Nach Meiningen folgten Kapellmeisterstellen in München, Weimar und nochmals München. Dort lernte er auch seine spätere Frau Pauline kennen. Die Beziehung zu ihr sollte den Zündstoff für eine neue Schaffensphase liefern.

Nach den ersten sinfonischen Dichtungen „Macbeth“ und „Aus Italien“ wurde sein „Don Juan“ rasch populär. Weitere Werke dieser Gattung wie „Till Eulenspiegel“ und „Also sprach Zarathustra“ sorgten endgültig für den Durchbruch. Nur die erste Strauss-Oper „Guntram“ (1893) floppte. „Er vergaß diesen Rückschlag nie, nicht einmal in den letzten Wochen seines Lebens“, schreibt Bryan Gilliam in seinem Buch „Richard Strauss — Magier der Töne“.

Dafür ging es nach der Jahrhundertwende Schlag auf Schlag aufwärts. Dresden wurde zur Wiege für seine Opern. Von 1901 bis 1911 ließ er hier vier davon uraufführen: „Feuersnot“, „Salome“, „Elektra“ und „Der Rosenkavalier“. Insgesamt brachte Strauss neun seiner 15 Opern in Dresden heraus — er nannte die Stadt ein „Dorado für Uraufführungen“.

Kapellmeister Ernst von Schuch förderte den Komponisten. Schuchs heutiger Nachfolger Christian Thielemann spürt noch immer ein Kribbeln, wenn er aus der Originalpartitur von „Elektra“ dirigiert. Auch den Geist des Meisters sieht er an der Semperoper noch umgehen: „Bei Strauss hat man immer das Gefühl, er kommt gleich um die Ecke.“

Dass Strauss ein hervorragender Dirigent war, steht bei seiner Werkfülle nicht eben im Vordergrund. Dabei machte er sich bei seinen festen Anstellungen — später auch in Berlin und Wien — immer wieder für das Werk anderer Kollegen stark. „Auf seiner ersten Südamerika-Reise mit den Wiener Philharmonikern 1924 hat er ungefähr 50 verschiedene Werke von europäischen Zeitgenossen auf dem Programm gehabt. Er hat dort sogar Pfitzner und Bruckner aufgeführt, die er eigentlich nicht leiden konnte“, erzählt der Münchner Strauss-Forscher Stephan Kohler. Strauss habe sich da zum „Anwalt der Partituren“ gemacht und persönliche Neigungen zurückgestellt.

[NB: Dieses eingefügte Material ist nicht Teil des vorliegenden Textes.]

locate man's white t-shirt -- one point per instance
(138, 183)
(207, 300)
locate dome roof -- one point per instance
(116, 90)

In der NS-Zeit fällt ein Schatten auf Strauss. Bis 1935 war er als Präsident der Reichsmusikkammer ein Repräsentant des Systems, obwohl er weder als Sympathisant der Nazis galt, noch deren Antisemitismus teilte. Manchmal suchte er wohl den Kontakt zur Macht nur deshalb, um seine jüdische Schwiegertochter Alice zu schützen.

Autor Klaus Mann gibt im autobiografischen Roman „Der Wendepunkt“ ein hartes Urteil ab, als er nach Kriegsende als amerikanischer Reporter Strauss in München inkognito interviewte: „Ein Künstler von solcher Sensitivität — und dabei stumpf wie der Letzte, wenn es um Fragen der Gesinnung, des Gewissens geht! Ein großer Mann — so völlig ohne Größe!“

Strauss’ musikalische Größe ist jedoch unbestritten: „Ihr Werk ist ein Meteor, dessen Kraft und Glanz alle in seinen Bann zieht, selbst diejenigen, die es nicht lieben“, schrieb ihm Romain Rolland. Strauss knüpfte an die spätromantische Tradition an, ging dann aber eigene Wege. Der „Rosenkavalier“ markierte eine Art Rückbesinnung hin zu Mozart.

Am Ende seines Lebens komponierte er das, womit seine Karriere begann: Instrumentalmusik und Lieder. „Das ideale Abbild von Strauss wäre kein Gemälde, keine Zeichnung oder Skulptur. Es wäre viel eher ein Mosaik: von weitem kohärent, aber bei näherer Betrachtung aus kontrastierenden Fragmenten zusammengesetzt“, meint Bryan Gilliam.